Horton Nicholas, Kochhar Gursimran, Patel Kajal, Lopez Rocio, Shen Bo
*Department of Internal Medicine, The Cleveland Clinic Foundation, Cleveland, Ohio; †Center for Inflammatory Bowel Diseases, Department of Gastroenterology and Hepatology, The Cleveland Clinic Foundation, Cleveland, Ohio; ‡Department of Pharmacy, The Cleveland Clinic Foundation, Cleveland, Ohio; and §Department of Quantitative Health Sciences, The Cleveland Clinic Foundation, Cleveland, Ohio.
Inflamm Bowel Dis. 2017 Jul;23(7):1080-1087. doi: 10.1097/MIB.0000000000001116.
The administration of intravenous immunoglobulin (IVIG) has demonstrated promise in the treatment of medically refractory inflammatory bowel diseases (IBD). We aimed to identify factors associated with IVIG failures in the treatment of refractory IBD.
Our historical cohort included patients with refractory IBD admitted to our inpatient service with an exacerbation and treated with at least 1 dose of IVIG (0.4 g/kg). Detailed clinical variables were recorded for subjects. Examined outcomes included changes in disease-specific severity indices, the duration of surgery-free survival after IVIG, infusion reactions, subsequent IBD-related emergency department visits, hospital readmissions, and mortality.

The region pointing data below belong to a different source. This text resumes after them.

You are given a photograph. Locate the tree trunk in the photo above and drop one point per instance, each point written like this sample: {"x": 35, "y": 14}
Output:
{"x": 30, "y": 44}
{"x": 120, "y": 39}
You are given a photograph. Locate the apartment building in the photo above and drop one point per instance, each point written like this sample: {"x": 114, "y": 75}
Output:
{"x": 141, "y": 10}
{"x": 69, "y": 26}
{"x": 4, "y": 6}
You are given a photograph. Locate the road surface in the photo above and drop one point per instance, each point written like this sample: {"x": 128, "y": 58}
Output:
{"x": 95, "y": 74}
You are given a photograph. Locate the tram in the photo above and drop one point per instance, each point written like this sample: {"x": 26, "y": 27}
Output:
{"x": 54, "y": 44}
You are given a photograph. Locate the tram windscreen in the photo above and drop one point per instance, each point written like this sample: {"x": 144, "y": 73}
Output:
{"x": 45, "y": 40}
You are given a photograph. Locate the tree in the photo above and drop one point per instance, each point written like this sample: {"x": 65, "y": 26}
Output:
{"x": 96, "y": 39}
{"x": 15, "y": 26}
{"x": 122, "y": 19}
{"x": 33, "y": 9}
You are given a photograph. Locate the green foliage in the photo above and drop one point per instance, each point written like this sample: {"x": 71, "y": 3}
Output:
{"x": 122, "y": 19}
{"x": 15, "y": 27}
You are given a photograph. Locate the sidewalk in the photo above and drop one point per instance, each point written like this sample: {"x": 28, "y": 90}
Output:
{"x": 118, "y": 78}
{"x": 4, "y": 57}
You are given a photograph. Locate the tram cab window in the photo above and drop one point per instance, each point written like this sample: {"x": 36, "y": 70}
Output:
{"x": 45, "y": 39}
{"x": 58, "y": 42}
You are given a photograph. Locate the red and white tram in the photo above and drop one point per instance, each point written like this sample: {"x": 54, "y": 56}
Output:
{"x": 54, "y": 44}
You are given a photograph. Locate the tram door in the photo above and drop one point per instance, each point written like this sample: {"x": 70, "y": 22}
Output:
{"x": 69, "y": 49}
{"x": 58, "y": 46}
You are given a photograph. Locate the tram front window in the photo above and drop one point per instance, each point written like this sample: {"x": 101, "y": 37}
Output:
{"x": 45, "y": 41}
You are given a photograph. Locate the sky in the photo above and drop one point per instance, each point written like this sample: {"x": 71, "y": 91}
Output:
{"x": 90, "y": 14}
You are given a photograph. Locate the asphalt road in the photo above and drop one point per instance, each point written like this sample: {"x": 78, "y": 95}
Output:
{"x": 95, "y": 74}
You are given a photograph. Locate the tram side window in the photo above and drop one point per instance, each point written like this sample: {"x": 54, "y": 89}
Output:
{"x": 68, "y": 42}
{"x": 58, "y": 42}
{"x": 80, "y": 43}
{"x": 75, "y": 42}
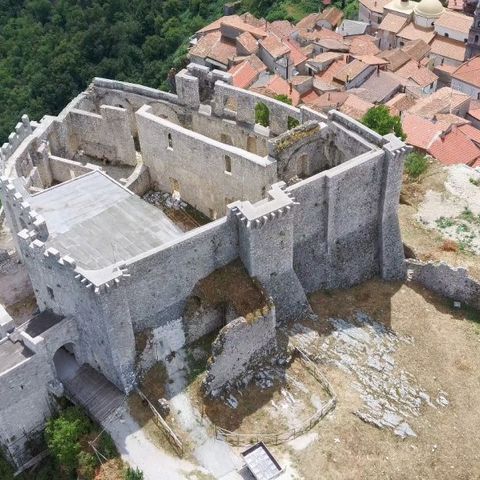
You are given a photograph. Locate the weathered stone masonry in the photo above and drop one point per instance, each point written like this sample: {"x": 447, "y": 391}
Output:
{"x": 310, "y": 208}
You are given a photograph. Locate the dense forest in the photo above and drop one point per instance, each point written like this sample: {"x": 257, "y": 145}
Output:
{"x": 51, "y": 49}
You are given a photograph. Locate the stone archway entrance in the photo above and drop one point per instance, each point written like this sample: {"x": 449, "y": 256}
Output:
{"x": 66, "y": 364}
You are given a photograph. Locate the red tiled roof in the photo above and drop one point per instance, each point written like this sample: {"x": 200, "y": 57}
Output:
{"x": 469, "y": 72}
{"x": 279, "y": 86}
{"x": 420, "y": 132}
{"x": 248, "y": 42}
{"x": 328, "y": 74}
{"x": 399, "y": 103}
{"x": 374, "y": 5}
{"x": 350, "y": 71}
{"x": 443, "y": 100}
{"x": 243, "y": 75}
{"x": 422, "y": 76}
{"x": 416, "y": 49}
{"x": 308, "y": 22}
{"x": 355, "y": 107}
{"x": 332, "y": 15}
{"x": 413, "y": 32}
{"x": 214, "y": 46}
{"x": 454, "y": 148}
{"x": 475, "y": 113}
{"x": 281, "y": 28}
{"x": 274, "y": 46}
{"x": 455, "y": 21}
{"x": 392, "y": 23}
{"x": 363, "y": 45}
{"x": 296, "y": 54}
{"x": 448, "y": 48}
{"x": 471, "y": 132}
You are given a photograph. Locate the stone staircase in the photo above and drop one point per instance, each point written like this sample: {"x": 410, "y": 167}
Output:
{"x": 92, "y": 391}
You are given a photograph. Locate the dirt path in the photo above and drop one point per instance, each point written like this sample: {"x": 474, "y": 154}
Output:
{"x": 214, "y": 456}
{"x": 444, "y": 356}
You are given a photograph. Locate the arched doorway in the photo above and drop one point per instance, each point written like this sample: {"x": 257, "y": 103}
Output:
{"x": 66, "y": 364}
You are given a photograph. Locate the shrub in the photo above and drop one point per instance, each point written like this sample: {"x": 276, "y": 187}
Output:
{"x": 133, "y": 474}
{"x": 62, "y": 435}
{"x": 87, "y": 465}
{"x": 106, "y": 446}
{"x": 415, "y": 164}
{"x": 262, "y": 114}
{"x": 379, "y": 119}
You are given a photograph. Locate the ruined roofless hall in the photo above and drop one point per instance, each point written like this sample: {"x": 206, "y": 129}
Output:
{"x": 313, "y": 207}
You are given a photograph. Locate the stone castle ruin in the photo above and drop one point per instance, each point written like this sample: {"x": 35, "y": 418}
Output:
{"x": 296, "y": 210}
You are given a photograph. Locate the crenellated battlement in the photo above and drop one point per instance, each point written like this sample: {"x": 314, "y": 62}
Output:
{"x": 22, "y": 130}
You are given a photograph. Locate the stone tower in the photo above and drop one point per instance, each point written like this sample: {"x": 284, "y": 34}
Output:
{"x": 473, "y": 43}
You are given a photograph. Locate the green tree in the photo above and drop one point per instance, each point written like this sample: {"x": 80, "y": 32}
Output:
{"x": 133, "y": 474}
{"x": 415, "y": 164}
{"x": 262, "y": 114}
{"x": 379, "y": 119}
{"x": 62, "y": 435}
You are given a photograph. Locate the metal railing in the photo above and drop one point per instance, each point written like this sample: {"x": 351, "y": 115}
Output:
{"x": 176, "y": 443}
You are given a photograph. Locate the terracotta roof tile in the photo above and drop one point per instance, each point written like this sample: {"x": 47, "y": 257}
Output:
{"x": 350, "y": 71}
{"x": 420, "y": 132}
{"x": 443, "y": 100}
{"x": 422, "y": 76}
{"x": 416, "y": 49}
{"x": 363, "y": 45}
{"x": 469, "y": 72}
{"x": 274, "y": 46}
{"x": 392, "y": 23}
{"x": 475, "y": 113}
{"x": 375, "y": 5}
{"x": 279, "y": 86}
{"x": 355, "y": 107}
{"x": 455, "y": 21}
{"x": 332, "y": 15}
{"x": 396, "y": 58}
{"x": 399, "y": 103}
{"x": 413, "y": 32}
{"x": 243, "y": 75}
{"x": 471, "y": 132}
{"x": 281, "y": 28}
{"x": 454, "y": 148}
{"x": 296, "y": 54}
{"x": 309, "y": 22}
{"x": 214, "y": 46}
{"x": 449, "y": 48}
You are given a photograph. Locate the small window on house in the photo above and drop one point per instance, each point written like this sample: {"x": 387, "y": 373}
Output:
{"x": 50, "y": 293}
{"x": 228, "y": 164}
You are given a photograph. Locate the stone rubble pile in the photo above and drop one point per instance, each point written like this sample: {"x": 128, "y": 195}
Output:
{"x": 364, "y": 349}
{"x": 164, "y": 199}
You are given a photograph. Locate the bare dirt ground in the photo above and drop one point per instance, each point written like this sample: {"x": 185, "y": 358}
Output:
{"x": 443, "y": 357}
{"x": 449, "y": 222}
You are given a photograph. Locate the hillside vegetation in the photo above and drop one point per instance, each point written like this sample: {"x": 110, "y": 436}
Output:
{"x": 50, "y": 50}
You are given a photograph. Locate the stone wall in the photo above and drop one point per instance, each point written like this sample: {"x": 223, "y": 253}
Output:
{"x": 208, "y": 174}
{"x": 239, "y": 345}
{"x": 106, "y": 136}
{"x": 450, "y": 282}
{"x": 25, "y": 404}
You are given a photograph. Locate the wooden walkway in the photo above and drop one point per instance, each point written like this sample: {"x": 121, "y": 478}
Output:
{"x": 92, "y": 391}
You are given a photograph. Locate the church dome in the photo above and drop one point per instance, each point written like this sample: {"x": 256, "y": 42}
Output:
{"x": 429, "y": 8}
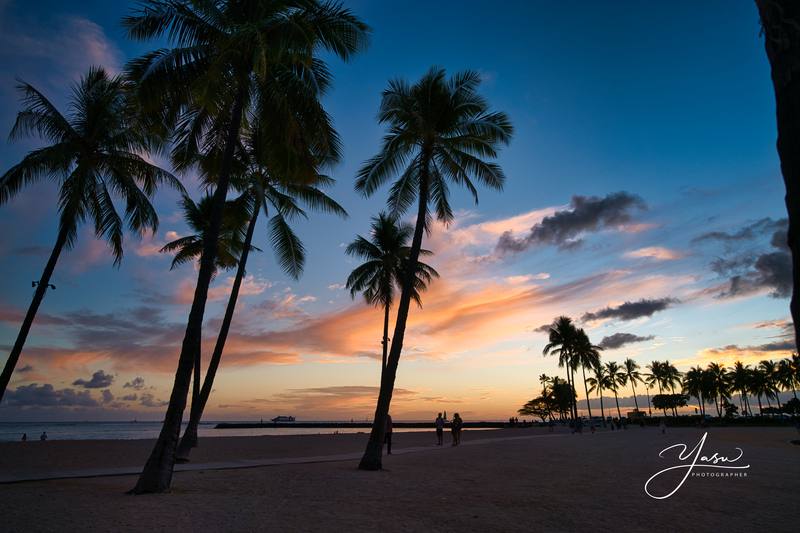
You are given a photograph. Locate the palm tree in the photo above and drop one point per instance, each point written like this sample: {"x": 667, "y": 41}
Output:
{"x": 276, "y": 187}
{"x": 616, "y": 377}
{"x": 386, "y": 257}
{"x": 655, "y": 377}
{"x": 599, "y": 382}
{"x": 231, "y": 62}
{"x": 718, "y": 385}
{"x": 440, "y": 131}
{"x": 93, "y": 154}
{"x": 586, "y": 355}
{"x": 693, "y": 385}
{"x": 740, "y": 382}
{"x": 787, "y": 375}
{"x": 562, "y": 342}
{"x": 780, "y": 22}
{"x": 632, "y": 375}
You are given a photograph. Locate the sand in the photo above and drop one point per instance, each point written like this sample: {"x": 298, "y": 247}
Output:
{"x": 558, "y": 482}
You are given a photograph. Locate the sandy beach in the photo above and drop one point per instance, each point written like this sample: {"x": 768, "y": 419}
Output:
{"x": 506, "y": 480}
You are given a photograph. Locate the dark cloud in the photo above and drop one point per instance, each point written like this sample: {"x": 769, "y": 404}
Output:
{"x": 585, "y": 214}
{"x": 631, "y": 310}
{"x": 99, "y": 380}
{"x": 35, "y": 395}
{"x": 752, "y": 271}
{"x": 136, "y": 383}
{"x": 747, "y": 233}
{"x": 618, "y": 340}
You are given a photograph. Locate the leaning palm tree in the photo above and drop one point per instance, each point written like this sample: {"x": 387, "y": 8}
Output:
{"x": 440, "y": 131}
{"x": 616, "y": 378}
{"x": 276, "y": 181}
{"x": 94, "y": 155}
{"x": 386, "y": 255}
{"x": 599, "y": 382}
{"x": 693, "y": 386}
{"x": 780, "y": 22}
{"x": 231, "y": 62}
{"x": 586, "y": 355}
{"x": 561, "y": 342}
{"x": 740, "y": 382}
{"x": 632, "y": 374}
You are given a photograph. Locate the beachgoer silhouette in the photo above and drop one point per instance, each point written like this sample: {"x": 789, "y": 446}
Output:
{"x": 439, "y": 424}
{"x": 388, "y": 434}
{"x": 456, "y": 429}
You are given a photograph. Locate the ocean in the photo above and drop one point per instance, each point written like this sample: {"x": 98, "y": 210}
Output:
{"x": 12, "y": 431}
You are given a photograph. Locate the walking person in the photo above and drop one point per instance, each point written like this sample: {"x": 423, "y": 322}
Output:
{"x": 439, "y": 424}
{"x": 388, "y": 434}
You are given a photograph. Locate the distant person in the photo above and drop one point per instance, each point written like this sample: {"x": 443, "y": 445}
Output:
{"x": 456, "y": 429}
{"x": 439, "y": 424}
{"x": 388, "y": 434}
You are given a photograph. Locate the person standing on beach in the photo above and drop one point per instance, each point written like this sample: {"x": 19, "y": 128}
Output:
{"x": 456, "y": 429}
{"x": 439, "y": 424}
{"x": 388, "y": 434}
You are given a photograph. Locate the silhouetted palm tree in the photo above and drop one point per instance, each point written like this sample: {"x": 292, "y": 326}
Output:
{"x": 386, "y": 255}
{"x": 780, "y": 21}
{"x": 231, "y": 61}
{"x": 599, "y": 382}
{"x": 616, "y": 378}
{"x": 586, "y": 355}
{"x": 562, "y": 341}
{"x": 440, "y": 131}
{"x": 94, "y": 156}
{"x": 632, "y": 374}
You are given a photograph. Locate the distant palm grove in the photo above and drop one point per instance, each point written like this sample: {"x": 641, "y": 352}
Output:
{"x": 234, "y": 97}
{"x": 714, "y": 385}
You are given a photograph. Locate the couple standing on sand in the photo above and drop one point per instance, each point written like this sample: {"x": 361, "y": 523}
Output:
{"x": 455, "y": 429}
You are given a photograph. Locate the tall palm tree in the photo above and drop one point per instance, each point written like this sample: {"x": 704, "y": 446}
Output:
{"x": 655, "y": 377}
{"x": 586, "y": 355}
{"x": 385, "y": 256}
{"x": 93, "y": 155}
{"x": 616, "y": 378}
{"x": 740, "y": 382}
{"x": 693, "y": 386}
{"x": 440, "y": 131}
{"x": 787, "y": 375}
{"x": 562, "y": 341}
{"x": 780, "y": 21}
{"x": 599, "y": 382}
{"x": 275, "y": 181}
{"x": 632, "y": 375}
{"x": 230, "y": 62}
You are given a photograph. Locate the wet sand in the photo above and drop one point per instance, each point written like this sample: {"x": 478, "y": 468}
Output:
{"x": 553, "y": 482}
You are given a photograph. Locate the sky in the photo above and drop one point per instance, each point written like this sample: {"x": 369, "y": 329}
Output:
{"x": 644, "y": 200}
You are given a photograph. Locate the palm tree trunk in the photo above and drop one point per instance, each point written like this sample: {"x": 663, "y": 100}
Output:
{"x": 189, "y": 439}
{"x": 372, "y": 458}
{"x": 385, "y": 337}
{"x": 27, "y": 322}
{"x": 780, "y": 20}
{"x": 157, "y": 473}
{"x": 586, "y": 388}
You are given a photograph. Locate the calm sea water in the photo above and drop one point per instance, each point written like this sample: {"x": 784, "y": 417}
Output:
{"x": 12, "y": 431}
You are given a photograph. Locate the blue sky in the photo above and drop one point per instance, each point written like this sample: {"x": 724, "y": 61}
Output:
{"x": 668, "y": 102}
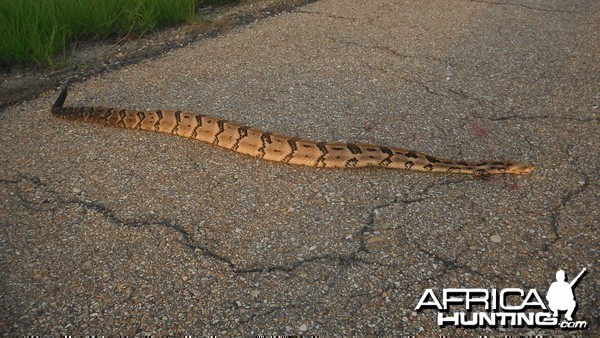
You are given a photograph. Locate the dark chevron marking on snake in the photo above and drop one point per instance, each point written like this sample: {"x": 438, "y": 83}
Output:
{"x": 276, "y": 147}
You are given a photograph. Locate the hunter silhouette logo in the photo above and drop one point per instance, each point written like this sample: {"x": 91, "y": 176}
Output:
{"x": 560, "y": 295}
{"x": 508, "y": 307}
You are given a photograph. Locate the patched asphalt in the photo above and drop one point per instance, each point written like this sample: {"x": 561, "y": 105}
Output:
{"x": 111, "y": 231}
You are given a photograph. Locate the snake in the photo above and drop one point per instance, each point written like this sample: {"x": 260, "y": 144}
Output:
{"x": 276, "y": 147}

Fifty-four subjects with refractory IBD (61% female, age 42 ± 16 yrs, 23 with Crohn's disease, 15 with ulcerative colitis, 16 with pouchitis) met the inclusion criteria. All disease severity scores were significantly improved after IVIG administration (Harvey-Bradshaw index P = 0.007, partial Mayo score P = 0.002, modified Pouchitis Disease Activity Index P = 0.008). Twenty-seven patients (50%) underwent surgery, with a mean surgery-free survival of 28.7 ± 3.7 months. In univariable analysis, patients with Clostridium difficile infection (CDI) had a 3-fold increased risk of bowel resection surgery after IVIG compared with those without (hazard ratio = 2.9, 95% confidence interval, 1.2-7.4; P = 0.023), and in subsequent multivariable analysis, CDI remained significant (hazard ratio = 3.0, 95% confidence interval, 1.2-7.6; P = 0.024). CDI was also associated with increased risk of hospital readmission (hazard ratio = 2.5, 95% confidence interval, 1.05-5.9; P = 0.038).
Our study demonstrates that IVIG is beneficial in patients with medically refractory IBD, and that concomitant CDI is a risk factor for the treatment failure of IVIG for refractory disease.
静脉注射免疫球蛋白(IVIG)已显示出在治疗药物难治性炎症性肠病(IBD)方面的前景。我们旨在确定与难治性IBD治疗中IVIG治疗失败相关的因素。
我们的历史队列包括因病情加重入住我院并接受至少1剂IVIG(0.4 g/kg)治疗的难治性IBD患者。记录受试者的详细临床变量。检查的结果包括疾病特异性严重程度指数的变化、IVIG后无手术生存时间、输液反应、随后与IBD相关的急诊科就诊、住院再入院和死亡率。
54例难治性IBD患者(61%为女性,年龄42±16岁,23例克罗恩病,15例溃疡性结肠炎,16例储袋炎)符合纳入标准。IVIG给药后所有疾病严重程度评分均显著改善(哈维-布拉德肖指数P = 0.007,部分梅奥评分P = 0.002,改良储袋炎疾病活动指数P = 0.008)。27例患者(50%)接受了手术,平均无手术生存时间为28.7±3.7个月。在单变量分析中,艰难梭菌感染(CDI)患者IVIG后肠道切除手术的风险比未感染患者增加3倍(风险比=2.9,95%置信区间,1.2 - 7.4;P = 0.023),在随后的多变量分析中,CDI仍然显著(风险比=3.0,95%置信区间,1.2 - 7.6;P = 0.024)。CDI还与住院再入院风险增加相关(风险比=2.5,95%置信区间,1.05 - 5.9;P = 0.038)。
我们的研究表明,IVIG对药物难治性IBD患者有益,而合并CDI是IVIG治疗难治性疾病失败的危险因素。